リフレイン

「一本の桜に、一面の向日葵。そして、光が反射する海……あの人は本当、綺麗な景色が好きだった。おかげで、景色をスマホに収めることが増えてね。私のフォルダを見て、嬉しそうにしてくれるの、幸せだったな……」


 ずっと、写真の中の彼が、鏡のように彼女に反映されているようだ。思い出だけでなく、彼の表情の効果も相まって、ページをめくる手が軽くなる。


 次にあったのは、向日葵と背比べをしている写真。

 彼女は女性にしては長身のほうだが、向日葵はそんな彼女よりも背が高かった。

 そして彼も、向日葵に届いていない。
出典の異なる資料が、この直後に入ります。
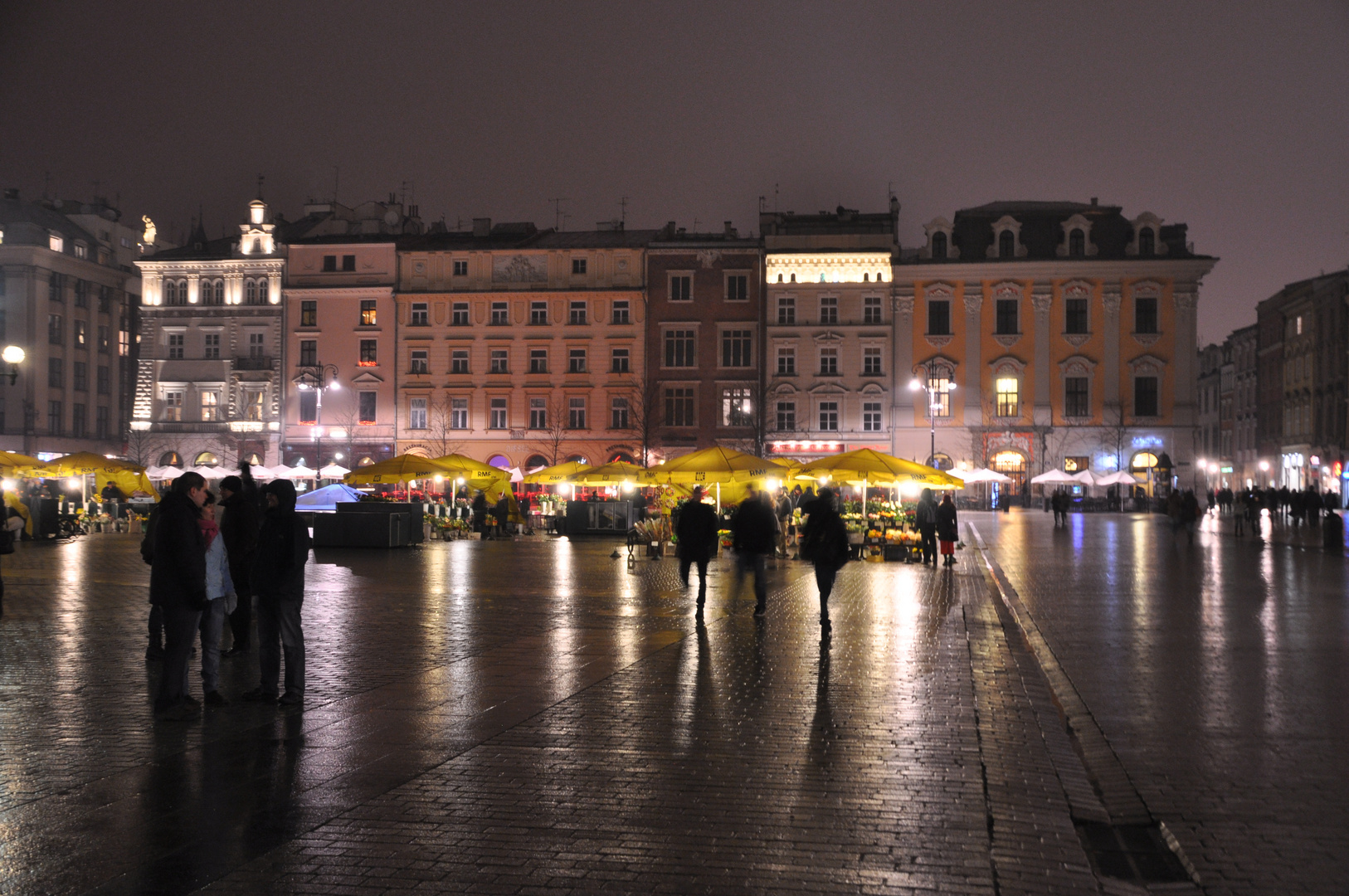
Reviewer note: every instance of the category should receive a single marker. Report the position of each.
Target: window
(1077, 243)
(618, 413)
(737, 288)
(1144, 396)
(872, 309)
(737, 408)
(1146, 314)
(308, 407)
(1075, 316)
(679, 408)
(829, 416)
(870, 416)
(1008, 397)
(1075, 397)
(829, 362)
(679, 348)
(737, 348)
(829, 309)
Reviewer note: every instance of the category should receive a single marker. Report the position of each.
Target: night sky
(1230, 116)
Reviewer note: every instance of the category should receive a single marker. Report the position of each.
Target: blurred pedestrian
(278, 579)
(947, 529)
(825, 544)
(178, 588)
(753, 536)
(696, 540)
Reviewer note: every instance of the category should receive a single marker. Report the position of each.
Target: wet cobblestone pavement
(533, 717)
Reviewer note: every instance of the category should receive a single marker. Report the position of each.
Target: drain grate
(1136, 853)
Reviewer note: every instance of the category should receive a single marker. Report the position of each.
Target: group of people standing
(209, 560)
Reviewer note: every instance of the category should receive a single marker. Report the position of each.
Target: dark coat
(754, 528)
(696, 531)
(947, 529)
(178, 566)
(278, 570)
(239, 528)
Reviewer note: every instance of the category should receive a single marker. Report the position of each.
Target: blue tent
(327, 498)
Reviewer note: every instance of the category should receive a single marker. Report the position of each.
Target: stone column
(1042, 296)
(973, 357)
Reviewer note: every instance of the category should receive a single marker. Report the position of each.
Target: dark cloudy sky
(1230, 116)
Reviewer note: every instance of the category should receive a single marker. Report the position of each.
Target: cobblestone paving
(536, 717)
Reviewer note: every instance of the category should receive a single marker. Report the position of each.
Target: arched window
(1077, 243)
(939, 246)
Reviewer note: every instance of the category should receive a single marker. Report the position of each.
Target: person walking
(924, 517)
(278, 579)
(947, 529)
(753, 536)
(178, 588)
(237, 521)
(696, 540)
(220, 596)
(825, 544)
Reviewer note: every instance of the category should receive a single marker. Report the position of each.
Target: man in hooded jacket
(278, 581)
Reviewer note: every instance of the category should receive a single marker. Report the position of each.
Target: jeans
(745, 560)
(280, 621)
(211, 626)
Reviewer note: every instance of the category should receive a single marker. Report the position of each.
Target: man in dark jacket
(239, 529)
(278, 579)
(753, 536)
(178, 588)
(696, 540)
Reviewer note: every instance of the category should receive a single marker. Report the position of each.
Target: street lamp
(934, 394)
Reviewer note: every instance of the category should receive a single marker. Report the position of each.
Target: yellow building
(1049, 335)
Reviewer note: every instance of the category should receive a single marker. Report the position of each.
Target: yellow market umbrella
(556, 474)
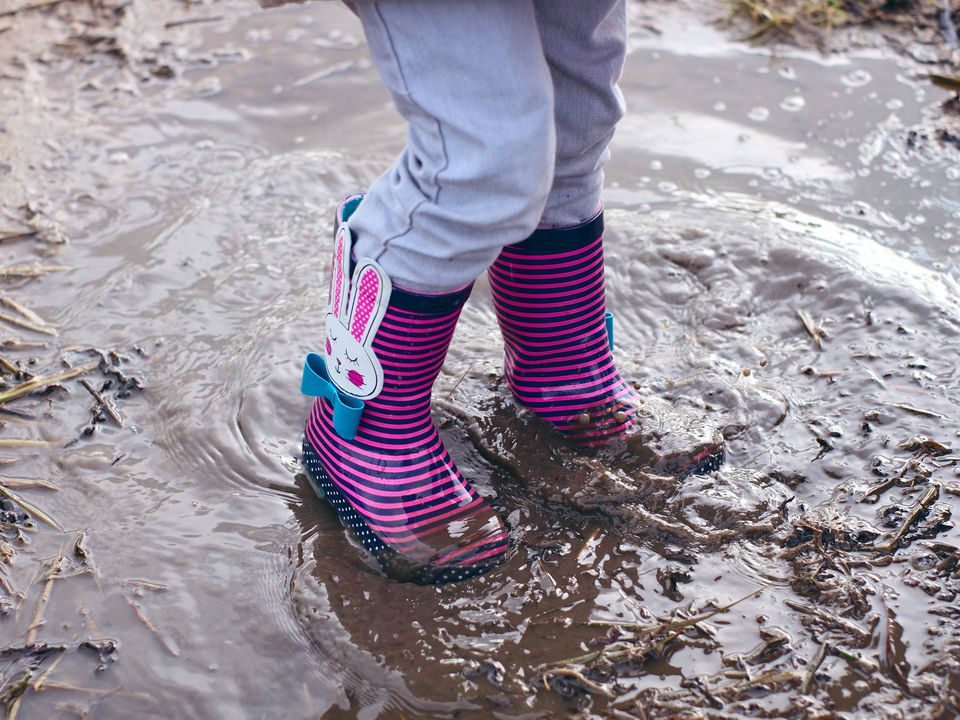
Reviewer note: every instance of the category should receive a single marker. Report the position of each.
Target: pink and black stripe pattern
(395, 484)
(548, 292)
(549, 296)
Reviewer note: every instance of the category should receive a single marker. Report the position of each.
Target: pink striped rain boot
(371, 448)
(548, 292)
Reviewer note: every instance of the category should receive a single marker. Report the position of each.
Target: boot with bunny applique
(370, 447)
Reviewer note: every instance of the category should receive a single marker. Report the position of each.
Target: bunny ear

彼は悔しそうに向日葵を睨み、見上げている。


『成長して、いつか追い越してみせる……』


 その独り言を思い出して、彼女は小さな笑い声をこぼした。


「私より少しだけ低い背を気にしてたなんて、知らなかったなあ」


 そう呟いてページをめくると、季節が移り変わる。



 秋。

 同棲を始めたことで、家での写真が増えていく。


 料理中だったり、それを食べる姿だったり、ソファでくつろいでいたり。


「同棲すれば、相手の嫌なところが見えてくる、みたいな話があってね? でも私は、真逆だった。彼の魅力をたくさん見つけて、どんどん愛しくなってたんだ」


 その想いが二度と届けられないと知っているからこその、切ない微笑み。

 それでも、幸せが滲み出ていた。


 家の中の写真には、たまに、小物の写真も挟まれていた。歯ブラシや、ペアのコップ。二人の記念品やお気に入りの物を並べたスペース。

 彼が、彼女と過ごせることを喜んでいることを教えてくれているような気がした。